Além disso, o próprio Congresso vai tocar uma agenda própria de reforma tributária . O texto da PEC 45/19, que introduz as mudanças no código tributário, foi aprovado pela Comissão de Constituição e Justiça (CCJ) da Câmara na quarta-feira e será analisado em comissão especial a partir dessa semana.

Alguns integrantes da Câmara acreditam que essa proposta tende a ser aprovada no início do segundo semestre. Ela é baseada nas ideias do economista Bernard Appy. Em resumo, a intenção é criar um novo tributo de bens e serviços, uma espécie de Imposto de Valor Agregado (IVA), com a unificação do PIS/Cofins, IPI, ICMS e ISS, passando um trator por cima do governo.

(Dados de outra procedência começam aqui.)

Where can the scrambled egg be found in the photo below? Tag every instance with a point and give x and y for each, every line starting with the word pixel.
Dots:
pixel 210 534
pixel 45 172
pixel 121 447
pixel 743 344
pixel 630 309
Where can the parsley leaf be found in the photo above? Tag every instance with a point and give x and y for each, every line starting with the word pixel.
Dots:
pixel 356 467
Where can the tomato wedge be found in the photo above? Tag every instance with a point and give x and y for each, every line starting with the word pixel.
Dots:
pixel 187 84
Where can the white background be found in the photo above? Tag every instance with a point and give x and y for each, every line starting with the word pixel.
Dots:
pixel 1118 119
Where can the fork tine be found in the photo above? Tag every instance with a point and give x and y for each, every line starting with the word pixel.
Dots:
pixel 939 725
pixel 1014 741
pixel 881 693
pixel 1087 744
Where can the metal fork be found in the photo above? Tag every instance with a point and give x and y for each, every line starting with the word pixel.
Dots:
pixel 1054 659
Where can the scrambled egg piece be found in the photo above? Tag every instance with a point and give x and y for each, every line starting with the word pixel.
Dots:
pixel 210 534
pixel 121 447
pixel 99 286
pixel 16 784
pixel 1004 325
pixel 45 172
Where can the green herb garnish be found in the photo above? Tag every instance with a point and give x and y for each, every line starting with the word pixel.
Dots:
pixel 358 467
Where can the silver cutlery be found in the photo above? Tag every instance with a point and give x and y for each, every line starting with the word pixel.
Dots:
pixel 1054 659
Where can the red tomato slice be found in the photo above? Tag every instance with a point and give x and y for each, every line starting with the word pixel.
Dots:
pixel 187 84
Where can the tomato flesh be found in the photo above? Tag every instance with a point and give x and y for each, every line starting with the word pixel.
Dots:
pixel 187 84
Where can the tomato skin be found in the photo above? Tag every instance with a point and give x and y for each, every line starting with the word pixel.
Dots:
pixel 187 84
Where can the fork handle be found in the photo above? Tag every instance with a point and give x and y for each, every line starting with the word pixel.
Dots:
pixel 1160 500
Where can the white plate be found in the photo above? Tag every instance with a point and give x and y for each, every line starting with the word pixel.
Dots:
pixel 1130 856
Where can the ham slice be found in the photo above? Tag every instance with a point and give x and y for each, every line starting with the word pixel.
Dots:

Em resposta a essa postura da Câmara, Bolsonaro declarou que pretende mandar sua proposta de reforma tributária para a Câmara tão logo a previdenciária termine. Uma iniciativa totalmente inútil e descompassada com o novo e vitaminado Congresso. Afinal, quando a reforma tributária do governo chegar à Câmara, as mudanças tocadas por Maia já estarão quase prontas.

Ciente desse fiasco, Marcos Cintra, secretário da Receita Federal, disse que o governo vai acabar encampando a iniciativa dos parlamentares. Para amenizar o clima belicoso com os deputados, o presidente ainda tentou afagá-los. Disse, na segunda-feira (20), durante evento de lançamento da campanha publicitária pela Nova Previdência, que ele respeita o Congresso: “Temos cinco deputados federais entre eles (ministros). Nós valorizamos o Parlamento brasileiro, que dará a palavra final nessa questão da Previdência, tão rejeitada nos últimos anos”.

O problema é que são poucos os parlamentares que de fato confiam em Bolsonaro. Nem mesmo os do PSL. E como ensina Maquiavel, se o presidente não tem demonstrado qualidades para se manter no cargo, é melhor que ele não conte com a sorte. Dois ex-presidentes (Fernando Collor de Mello e Dilma Rousseff) fizeram exatamente isso e o resultado foi o que todos conhecemos: o impeachment. O Brasil não merece assistir o mesmo filme pela terceira vez em tão pouco tempo.